À 52 ans, Nicolas vit en concubinage avec sa compagne et leurs trois enfants en région parisienne et travaille dans la communication, la production de contenus et les relations presse, à travers une SASU dont il est le seul salarié. Son salaire ? « J’arrive à me payer entre 2800 et 2900 euros nets par mois, précise-t-il. Sur 12 mois, mais sans 13e mois ni dividende ». Après 26 années de salariat, il a pu bénéficier d’un plan de départ volontaire dans son ancienne entreprise, avec l’appui de son ex manager.

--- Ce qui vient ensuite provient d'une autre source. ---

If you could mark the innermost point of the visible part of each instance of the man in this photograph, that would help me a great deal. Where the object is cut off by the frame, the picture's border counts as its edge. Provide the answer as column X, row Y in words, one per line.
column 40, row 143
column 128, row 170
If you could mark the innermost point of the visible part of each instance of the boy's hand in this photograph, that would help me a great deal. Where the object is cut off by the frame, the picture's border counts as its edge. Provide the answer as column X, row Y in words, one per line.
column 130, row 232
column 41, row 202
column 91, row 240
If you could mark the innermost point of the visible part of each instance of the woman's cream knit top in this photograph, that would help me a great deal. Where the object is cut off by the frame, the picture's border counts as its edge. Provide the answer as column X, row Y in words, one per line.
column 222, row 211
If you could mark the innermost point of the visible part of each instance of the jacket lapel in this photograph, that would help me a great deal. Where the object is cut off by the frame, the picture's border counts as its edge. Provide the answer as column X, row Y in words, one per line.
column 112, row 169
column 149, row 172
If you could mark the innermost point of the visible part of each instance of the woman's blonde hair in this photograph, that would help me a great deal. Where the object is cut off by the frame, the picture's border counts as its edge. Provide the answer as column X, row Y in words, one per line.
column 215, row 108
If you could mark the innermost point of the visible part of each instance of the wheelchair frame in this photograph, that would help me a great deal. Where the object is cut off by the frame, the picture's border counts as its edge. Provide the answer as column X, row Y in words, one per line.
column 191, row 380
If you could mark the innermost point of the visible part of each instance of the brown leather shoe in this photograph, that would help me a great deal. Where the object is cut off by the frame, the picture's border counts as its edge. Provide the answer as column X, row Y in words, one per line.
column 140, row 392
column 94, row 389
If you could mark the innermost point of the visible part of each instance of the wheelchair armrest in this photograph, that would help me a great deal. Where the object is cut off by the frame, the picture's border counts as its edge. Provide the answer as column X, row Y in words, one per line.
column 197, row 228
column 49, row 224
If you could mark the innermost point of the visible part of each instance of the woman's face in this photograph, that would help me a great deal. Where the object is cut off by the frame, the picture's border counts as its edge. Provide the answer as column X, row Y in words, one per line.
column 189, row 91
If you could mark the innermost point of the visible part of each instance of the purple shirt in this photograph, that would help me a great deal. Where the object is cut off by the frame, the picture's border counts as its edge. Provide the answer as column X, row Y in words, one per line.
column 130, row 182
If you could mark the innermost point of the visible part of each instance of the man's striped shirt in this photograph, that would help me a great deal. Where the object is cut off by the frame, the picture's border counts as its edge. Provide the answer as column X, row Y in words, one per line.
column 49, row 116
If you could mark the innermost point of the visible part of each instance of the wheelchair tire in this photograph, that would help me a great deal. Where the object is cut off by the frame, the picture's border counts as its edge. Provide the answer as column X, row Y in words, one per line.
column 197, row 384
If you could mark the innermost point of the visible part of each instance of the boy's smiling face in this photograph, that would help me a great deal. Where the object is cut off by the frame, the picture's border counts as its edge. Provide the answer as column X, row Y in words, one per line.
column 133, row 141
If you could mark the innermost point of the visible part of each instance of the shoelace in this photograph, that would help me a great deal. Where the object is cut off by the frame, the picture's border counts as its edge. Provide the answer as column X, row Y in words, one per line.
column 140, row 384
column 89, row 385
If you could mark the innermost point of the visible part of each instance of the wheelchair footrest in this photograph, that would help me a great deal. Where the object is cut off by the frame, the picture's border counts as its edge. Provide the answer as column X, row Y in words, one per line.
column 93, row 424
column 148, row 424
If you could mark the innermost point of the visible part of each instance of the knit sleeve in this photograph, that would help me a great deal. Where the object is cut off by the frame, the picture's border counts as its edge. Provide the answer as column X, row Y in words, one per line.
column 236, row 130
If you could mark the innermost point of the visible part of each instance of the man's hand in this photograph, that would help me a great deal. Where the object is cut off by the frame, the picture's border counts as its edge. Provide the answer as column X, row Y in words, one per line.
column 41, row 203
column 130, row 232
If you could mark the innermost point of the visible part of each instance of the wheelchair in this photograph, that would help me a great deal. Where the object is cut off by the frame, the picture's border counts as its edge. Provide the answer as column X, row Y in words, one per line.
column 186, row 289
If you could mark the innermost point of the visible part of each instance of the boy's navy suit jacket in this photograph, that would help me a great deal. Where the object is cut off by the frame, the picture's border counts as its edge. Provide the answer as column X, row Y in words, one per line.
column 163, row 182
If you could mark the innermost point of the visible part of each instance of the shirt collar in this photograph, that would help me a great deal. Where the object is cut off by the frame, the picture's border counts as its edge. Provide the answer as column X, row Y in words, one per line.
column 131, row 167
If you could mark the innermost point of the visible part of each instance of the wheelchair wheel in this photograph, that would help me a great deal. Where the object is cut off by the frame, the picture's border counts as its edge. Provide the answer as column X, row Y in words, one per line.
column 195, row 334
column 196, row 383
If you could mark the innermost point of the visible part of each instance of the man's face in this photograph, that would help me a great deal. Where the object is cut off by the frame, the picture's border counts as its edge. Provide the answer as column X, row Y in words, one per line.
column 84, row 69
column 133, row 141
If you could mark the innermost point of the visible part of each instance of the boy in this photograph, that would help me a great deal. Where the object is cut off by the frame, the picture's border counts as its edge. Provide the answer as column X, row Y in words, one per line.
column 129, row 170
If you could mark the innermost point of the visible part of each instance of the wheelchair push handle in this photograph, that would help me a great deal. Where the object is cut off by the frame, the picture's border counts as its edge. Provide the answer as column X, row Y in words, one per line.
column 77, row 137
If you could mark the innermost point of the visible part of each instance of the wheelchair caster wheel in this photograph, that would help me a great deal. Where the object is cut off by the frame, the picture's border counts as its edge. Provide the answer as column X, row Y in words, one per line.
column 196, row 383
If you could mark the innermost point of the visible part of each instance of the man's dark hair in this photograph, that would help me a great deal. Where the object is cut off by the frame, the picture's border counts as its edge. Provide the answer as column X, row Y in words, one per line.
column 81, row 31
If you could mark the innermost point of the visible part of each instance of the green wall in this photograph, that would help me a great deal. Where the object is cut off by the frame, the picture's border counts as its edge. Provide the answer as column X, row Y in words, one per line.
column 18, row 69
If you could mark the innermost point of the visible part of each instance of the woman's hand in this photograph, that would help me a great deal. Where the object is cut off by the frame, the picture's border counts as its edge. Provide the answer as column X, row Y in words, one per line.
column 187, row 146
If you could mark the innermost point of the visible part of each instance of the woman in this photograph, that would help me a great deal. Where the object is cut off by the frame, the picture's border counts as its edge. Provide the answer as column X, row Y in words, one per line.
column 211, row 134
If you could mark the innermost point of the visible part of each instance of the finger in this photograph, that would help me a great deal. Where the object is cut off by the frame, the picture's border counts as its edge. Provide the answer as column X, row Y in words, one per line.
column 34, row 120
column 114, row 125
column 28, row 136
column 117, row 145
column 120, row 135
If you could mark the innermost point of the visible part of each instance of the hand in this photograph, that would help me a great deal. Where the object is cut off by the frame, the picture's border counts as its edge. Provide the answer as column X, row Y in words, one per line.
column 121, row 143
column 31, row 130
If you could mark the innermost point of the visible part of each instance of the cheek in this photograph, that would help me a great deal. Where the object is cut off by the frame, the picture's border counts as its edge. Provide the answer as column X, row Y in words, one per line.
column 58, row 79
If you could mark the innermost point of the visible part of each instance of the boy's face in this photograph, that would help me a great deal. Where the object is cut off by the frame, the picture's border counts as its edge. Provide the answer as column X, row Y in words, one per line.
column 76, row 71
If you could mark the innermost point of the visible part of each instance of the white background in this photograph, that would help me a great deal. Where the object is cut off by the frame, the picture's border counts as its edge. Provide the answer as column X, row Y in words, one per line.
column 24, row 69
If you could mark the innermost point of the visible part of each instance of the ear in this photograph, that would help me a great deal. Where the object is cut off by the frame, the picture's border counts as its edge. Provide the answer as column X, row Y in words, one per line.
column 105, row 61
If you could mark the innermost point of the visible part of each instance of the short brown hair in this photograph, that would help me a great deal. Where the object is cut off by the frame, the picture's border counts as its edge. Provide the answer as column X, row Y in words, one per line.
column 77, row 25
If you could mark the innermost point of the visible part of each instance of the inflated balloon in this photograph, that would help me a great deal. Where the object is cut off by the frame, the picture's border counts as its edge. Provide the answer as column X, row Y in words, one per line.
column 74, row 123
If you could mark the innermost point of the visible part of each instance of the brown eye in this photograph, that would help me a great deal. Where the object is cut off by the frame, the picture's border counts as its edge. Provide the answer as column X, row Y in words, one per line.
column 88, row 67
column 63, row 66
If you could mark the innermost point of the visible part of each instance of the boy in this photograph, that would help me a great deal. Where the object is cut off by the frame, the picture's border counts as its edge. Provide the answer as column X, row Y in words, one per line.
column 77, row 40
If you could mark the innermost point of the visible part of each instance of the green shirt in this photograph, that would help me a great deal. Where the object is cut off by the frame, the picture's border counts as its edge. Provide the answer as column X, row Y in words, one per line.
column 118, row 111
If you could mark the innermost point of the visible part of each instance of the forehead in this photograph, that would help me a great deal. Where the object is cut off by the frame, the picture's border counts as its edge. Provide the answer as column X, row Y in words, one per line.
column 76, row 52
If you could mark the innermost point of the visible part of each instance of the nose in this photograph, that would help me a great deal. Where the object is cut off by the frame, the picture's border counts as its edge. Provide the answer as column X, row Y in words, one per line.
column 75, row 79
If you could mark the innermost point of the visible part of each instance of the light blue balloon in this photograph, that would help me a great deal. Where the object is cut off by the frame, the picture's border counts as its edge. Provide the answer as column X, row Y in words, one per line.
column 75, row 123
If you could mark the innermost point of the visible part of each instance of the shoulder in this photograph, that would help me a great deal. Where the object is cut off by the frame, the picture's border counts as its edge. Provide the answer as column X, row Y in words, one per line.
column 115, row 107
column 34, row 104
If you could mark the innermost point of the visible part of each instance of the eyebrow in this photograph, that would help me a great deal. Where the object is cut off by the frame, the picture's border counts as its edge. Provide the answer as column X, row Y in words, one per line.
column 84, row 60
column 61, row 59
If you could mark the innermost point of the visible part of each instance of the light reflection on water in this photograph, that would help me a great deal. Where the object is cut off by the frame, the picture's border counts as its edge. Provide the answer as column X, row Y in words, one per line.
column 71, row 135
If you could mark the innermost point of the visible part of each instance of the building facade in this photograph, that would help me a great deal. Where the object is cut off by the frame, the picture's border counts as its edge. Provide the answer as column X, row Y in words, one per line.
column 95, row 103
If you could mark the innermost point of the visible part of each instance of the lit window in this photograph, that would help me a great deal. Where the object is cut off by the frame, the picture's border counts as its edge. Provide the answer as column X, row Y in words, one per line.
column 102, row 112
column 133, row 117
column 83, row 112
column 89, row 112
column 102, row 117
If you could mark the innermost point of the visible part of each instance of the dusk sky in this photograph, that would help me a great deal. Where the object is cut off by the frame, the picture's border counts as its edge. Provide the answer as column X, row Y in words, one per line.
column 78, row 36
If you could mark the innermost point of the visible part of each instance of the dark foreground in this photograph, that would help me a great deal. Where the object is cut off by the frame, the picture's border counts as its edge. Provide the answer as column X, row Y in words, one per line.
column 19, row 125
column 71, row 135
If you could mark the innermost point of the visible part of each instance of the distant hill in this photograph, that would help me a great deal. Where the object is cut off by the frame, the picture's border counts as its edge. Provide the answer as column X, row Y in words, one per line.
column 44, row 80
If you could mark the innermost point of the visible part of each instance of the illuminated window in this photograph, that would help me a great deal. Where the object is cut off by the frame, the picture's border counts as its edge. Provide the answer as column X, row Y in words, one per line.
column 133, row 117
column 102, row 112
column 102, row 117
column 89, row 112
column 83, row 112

« J’avais son soutien, peut-être voulait-il que je parte, plaisante-t-il. En fait, j’avais l’impression d’être en fin de cycle avec un effet de plafond pour mon poste de cadre. Aujourd’hui, je suis pleinement responsable des décisions : j’ai plus de liberté mais le poids de mes décisions est plus grand aussi. On est notre propre décideur en tant qu’entrepreneur ». Avant de se lancer en solo, Nicolas a eu le soutien de sa famille, du moins de sa compagne qui acceptait une éventuelle perte de salaire si le projet ne fonctionnait pas.
Un changement de statut
Dès cet été, Nicolas va basculer sa structure en EURL pour payer moins de charges sociales. Après avoir fait le calcul du montant retraite, il s’est rendu compte qu’avec sa carrière longue et ses 26 années de salariat, l’entrepreneur pourrait s’arrêter à 62 ans : « Si je continue à travailler en tant que cadre pendant les prochaines années, la différence serait d’environ 300 euros par mois, décrit-il. Alors qu’en payant moins de charges, je peux maîtriser moi-même avec un PER par exemple ou même réinvestir ». Ce qui ne signifie pas forcément un salaire supérieur.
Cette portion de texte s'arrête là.